Nobody now-a-days, if their fathers had not told them, could have any idea how easily Michaelmas once was made to go over. It once was a gay day, spite of its being a pay day. I remember when a boy how merry were our rent nights. The supper-table at my father's was set out in a large, old-fashioned dining-room, and in came one bright face after another, as if the thing money, had not brought it there. We six lads were allowed to sit up on these nights later than usual, and to sit down with the whole rustic group. Never did any hours flow more magically than those. There were assembled the wits, the humourists, the historians, the rural patriarchs of the neighbourhood; and the whole country round, its doings, and its character, and traditions, passed in review.

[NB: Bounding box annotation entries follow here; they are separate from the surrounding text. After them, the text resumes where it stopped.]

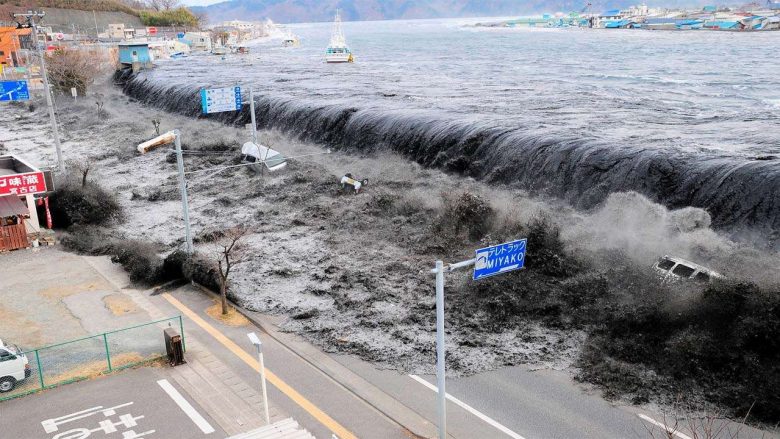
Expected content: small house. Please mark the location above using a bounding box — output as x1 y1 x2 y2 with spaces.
181 32 211 52
119 43 154 70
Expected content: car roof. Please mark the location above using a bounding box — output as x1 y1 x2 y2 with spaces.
662 255 723 277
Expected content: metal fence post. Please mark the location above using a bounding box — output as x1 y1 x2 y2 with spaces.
103 332 113 372
179 316 187 352
35 349 45 390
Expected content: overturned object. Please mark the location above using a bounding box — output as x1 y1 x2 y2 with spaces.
341 174 368 194
138 131 176 154
241 142 287 172
653 256 724 283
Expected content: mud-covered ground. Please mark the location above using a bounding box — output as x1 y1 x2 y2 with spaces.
0 77 780 424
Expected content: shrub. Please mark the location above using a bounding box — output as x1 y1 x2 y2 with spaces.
60 224 112 256
50 180 122 227
182 253 220 292
434 192 495 241
526 218 579 277
111 240 163 285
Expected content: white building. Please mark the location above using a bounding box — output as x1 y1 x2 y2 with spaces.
182 32 212 52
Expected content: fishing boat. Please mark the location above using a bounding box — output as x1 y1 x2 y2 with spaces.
282 31 301 47
325 11 355 63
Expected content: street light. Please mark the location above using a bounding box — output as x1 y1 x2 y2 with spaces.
246 332 271 424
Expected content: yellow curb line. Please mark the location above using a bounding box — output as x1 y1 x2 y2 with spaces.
162 293 357 439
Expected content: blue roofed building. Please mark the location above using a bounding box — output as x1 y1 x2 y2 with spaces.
119 42 154 70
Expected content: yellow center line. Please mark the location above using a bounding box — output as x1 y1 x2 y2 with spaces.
162 293 357 439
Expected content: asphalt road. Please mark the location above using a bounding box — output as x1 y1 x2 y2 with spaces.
160 287 409 439
333 355 780 439
0 367 227 439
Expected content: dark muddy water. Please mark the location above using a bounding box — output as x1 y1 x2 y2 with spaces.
125 21 780 237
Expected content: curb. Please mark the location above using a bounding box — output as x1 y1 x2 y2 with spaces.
191 282 436 439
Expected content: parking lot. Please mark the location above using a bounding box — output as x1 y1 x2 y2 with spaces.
0 367 227 439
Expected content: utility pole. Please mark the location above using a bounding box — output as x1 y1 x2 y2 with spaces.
13 11 65 172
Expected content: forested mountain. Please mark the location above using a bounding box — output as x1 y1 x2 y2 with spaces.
192 0 702 23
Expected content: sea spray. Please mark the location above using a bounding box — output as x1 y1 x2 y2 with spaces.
117 73 780 244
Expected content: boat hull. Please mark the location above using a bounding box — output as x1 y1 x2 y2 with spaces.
325 53 353 63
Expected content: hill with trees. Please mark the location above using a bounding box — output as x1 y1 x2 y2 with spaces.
192 0 703 23
0 0 202 27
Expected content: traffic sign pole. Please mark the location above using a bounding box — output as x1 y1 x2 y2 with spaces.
249 87 257 145
435 261 447 439
24 12 65 172
431 239 527 439
173 130 192 255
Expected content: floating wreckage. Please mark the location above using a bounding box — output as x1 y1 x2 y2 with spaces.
241 142 287 172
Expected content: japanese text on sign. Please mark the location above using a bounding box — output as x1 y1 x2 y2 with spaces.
474 239 526 280
0 172 46 196
0 81 30 101
200 87 241 114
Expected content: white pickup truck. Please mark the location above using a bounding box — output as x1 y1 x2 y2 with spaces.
0 340 32 393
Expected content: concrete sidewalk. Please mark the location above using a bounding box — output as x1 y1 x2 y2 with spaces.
88 258 289 435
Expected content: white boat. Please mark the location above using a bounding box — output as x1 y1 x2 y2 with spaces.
282 31 301 47
325 11 355 63
241 142 287 172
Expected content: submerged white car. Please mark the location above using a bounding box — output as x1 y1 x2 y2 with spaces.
241 142 287 172
0 340 32 393
653 256 724 282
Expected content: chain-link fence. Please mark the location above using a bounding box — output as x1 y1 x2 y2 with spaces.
0 316 184 401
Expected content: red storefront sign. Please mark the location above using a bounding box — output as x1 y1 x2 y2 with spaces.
0 172 46 197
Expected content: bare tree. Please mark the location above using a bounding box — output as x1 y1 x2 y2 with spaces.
68 158 93 187
645 400 764 439
46 48 112 95
216 226 248 315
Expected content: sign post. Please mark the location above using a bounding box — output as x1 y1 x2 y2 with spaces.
200 87 242 114
431 239 527 439
0 81 30 101
249 88 257 145
173 130 192 255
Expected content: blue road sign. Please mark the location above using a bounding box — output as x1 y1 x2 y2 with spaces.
200 87 241 114
474 239 526 280
0 81 30 101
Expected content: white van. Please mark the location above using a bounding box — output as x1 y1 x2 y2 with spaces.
0 340 32 393
653 256 724 282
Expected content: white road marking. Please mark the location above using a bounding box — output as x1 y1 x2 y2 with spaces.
409 375 525 439
157 380 214 434
637 413 691 439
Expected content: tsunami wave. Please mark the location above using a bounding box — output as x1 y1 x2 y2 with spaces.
115 72 780 244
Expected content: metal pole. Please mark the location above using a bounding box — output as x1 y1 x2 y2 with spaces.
257 343 271 424
249 88 257 145
35 349 46 389
92 9 100 41
173 130 192 255
103 332 114 372
27 12 65 172
436 261 447 439
179 316 187 352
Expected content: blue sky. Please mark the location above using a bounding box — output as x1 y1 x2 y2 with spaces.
182 0 225 6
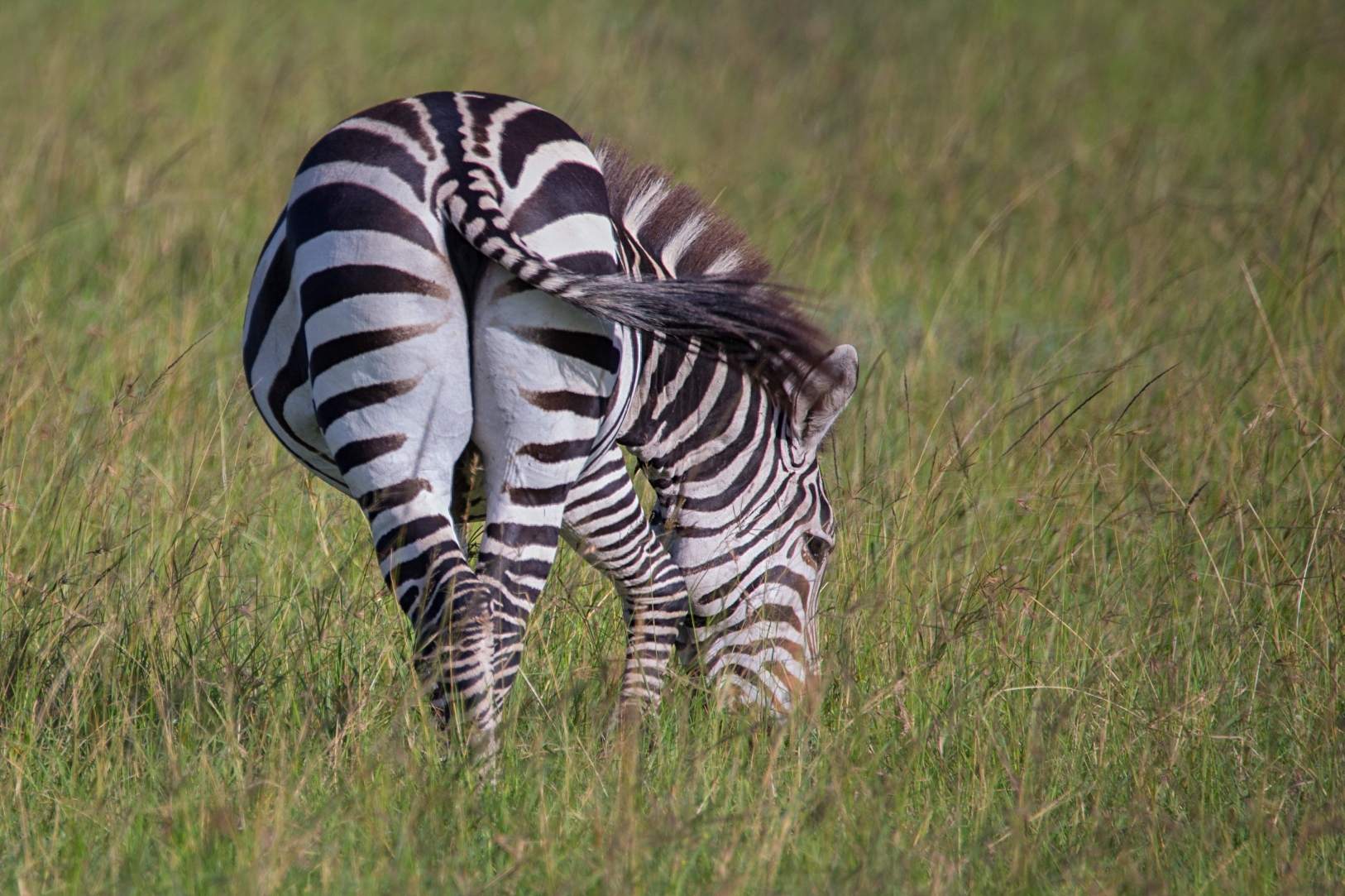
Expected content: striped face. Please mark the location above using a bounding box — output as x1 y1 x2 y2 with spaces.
651 346 858 716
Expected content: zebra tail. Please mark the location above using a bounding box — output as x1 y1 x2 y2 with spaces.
455 227 829 410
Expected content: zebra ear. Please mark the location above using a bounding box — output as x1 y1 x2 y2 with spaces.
793 346 859 452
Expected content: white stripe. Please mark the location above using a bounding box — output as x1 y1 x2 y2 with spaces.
520 213 616 262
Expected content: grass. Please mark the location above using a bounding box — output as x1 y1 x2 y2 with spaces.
0 0 1345 894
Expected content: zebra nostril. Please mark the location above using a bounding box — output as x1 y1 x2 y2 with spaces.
803 535 831 567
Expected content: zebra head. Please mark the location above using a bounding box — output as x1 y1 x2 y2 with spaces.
651 346 859 716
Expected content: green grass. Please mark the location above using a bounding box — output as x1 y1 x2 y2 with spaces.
0 0 1345 894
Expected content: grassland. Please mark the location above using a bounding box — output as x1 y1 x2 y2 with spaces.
0 0 1345 894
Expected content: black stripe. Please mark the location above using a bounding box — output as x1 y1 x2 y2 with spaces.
318 376 421 432
286 183 438 254
355 99 438 159
357 479 434 520
565 479 629 514
552 252 621 276
514 327 621 372
374 514 449 563
299 265 453 320
505 484 570 507
266 331 323 456
243 224 294 386
588 505 643 538
500 109 580 187
659 370 756 467
518 438 593 464
308 323 441 380
509 161 610 237
333 434 406 475
486 524 561 548
294 127 425 202
519 389 605 419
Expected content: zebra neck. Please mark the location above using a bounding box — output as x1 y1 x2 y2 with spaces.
617 338 783 515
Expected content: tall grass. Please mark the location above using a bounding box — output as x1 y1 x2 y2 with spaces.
0 0 1345 894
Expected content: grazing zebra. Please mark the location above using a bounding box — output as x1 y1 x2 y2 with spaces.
243 93 858 754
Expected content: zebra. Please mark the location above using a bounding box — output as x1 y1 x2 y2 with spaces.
242 93 858 755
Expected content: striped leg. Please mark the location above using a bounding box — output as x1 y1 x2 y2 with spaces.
285 137 494 752
565 447 687 724
472 265 619 721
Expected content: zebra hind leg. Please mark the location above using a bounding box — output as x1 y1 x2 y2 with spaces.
565 447 687 728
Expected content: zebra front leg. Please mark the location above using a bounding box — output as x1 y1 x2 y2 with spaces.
359 477 498 760
565 445 687 725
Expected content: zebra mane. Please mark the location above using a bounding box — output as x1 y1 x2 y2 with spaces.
593 140 830 412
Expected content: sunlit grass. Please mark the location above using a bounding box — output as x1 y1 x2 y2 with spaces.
0 0 1345 894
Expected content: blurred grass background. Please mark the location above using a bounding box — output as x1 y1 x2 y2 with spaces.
0 0 1345 894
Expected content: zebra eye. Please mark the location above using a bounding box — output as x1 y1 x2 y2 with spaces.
803 535 831 567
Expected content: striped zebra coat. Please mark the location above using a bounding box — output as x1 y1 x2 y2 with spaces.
243 93 858 752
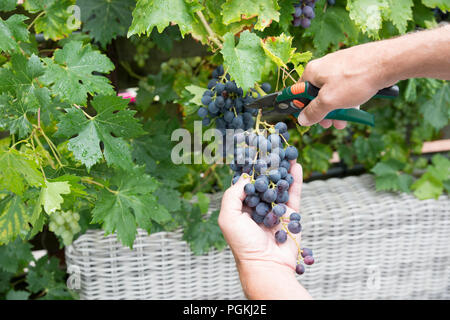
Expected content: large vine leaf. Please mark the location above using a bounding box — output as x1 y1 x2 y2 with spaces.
128 0 199 37
0 195 30 245
305 3 359 54
222 0 280 30
419 82 450 130
422 0 450 12
23 0 80 40
92 167 171 248
347 0 388 38
221 30 266 92
57 96 143 170
77 0 135 48
0 14 28 53
0 149 44 195
39 41 114 105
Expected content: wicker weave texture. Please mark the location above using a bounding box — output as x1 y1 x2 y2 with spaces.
66 175 450 299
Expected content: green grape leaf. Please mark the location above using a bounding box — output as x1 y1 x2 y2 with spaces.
371 159 413 193
222 0 280 30
411 172 444 200
0 239 33 274
26 255 72 300
92 167 171 248
185 84 207 106
183 206 227 255
6 289 30 300
305 3 359 54
0 14 29 53
347 0 388 38
0 0 17 11
0 196 30 245
23 0 80 40
419 82 450 130
422 0 450 12
386 0 414 33
128 0 199 37
221 30 266 92
57 96 143 170
0 149 44 195
39 41 114 105
31 180 70 215
77 0 135 48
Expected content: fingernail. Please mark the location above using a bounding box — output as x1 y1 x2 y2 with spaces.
298 112 308 126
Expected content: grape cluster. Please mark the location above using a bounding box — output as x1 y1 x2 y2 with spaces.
230 119 314 274
292 0 317 29
49 211 81 246
197 66 271 135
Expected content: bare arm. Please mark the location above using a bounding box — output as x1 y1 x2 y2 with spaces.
298 25 450 128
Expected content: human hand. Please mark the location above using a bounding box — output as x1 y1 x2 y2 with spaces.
219 160 302 271
298 42 396 129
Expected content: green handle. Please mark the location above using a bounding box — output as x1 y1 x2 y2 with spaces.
276 81 399 126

At one end of the table sate the stately form of the landlord, radiant with the mirth of the present, and remembrance of the past; at the other, the mild and maternal glance of one of the best and noblest of women, who, thought, felt and lived for every creature within the reach of her untiring sympathies. What knowledge of humble life have I gleaned at these times. How entirely in memory do they seem to have belonged to some better and more patriarchal age. How cold and ormal do we seem now to have grown. Landlord and tenant lo not know each other. Our acquaintance is with agents.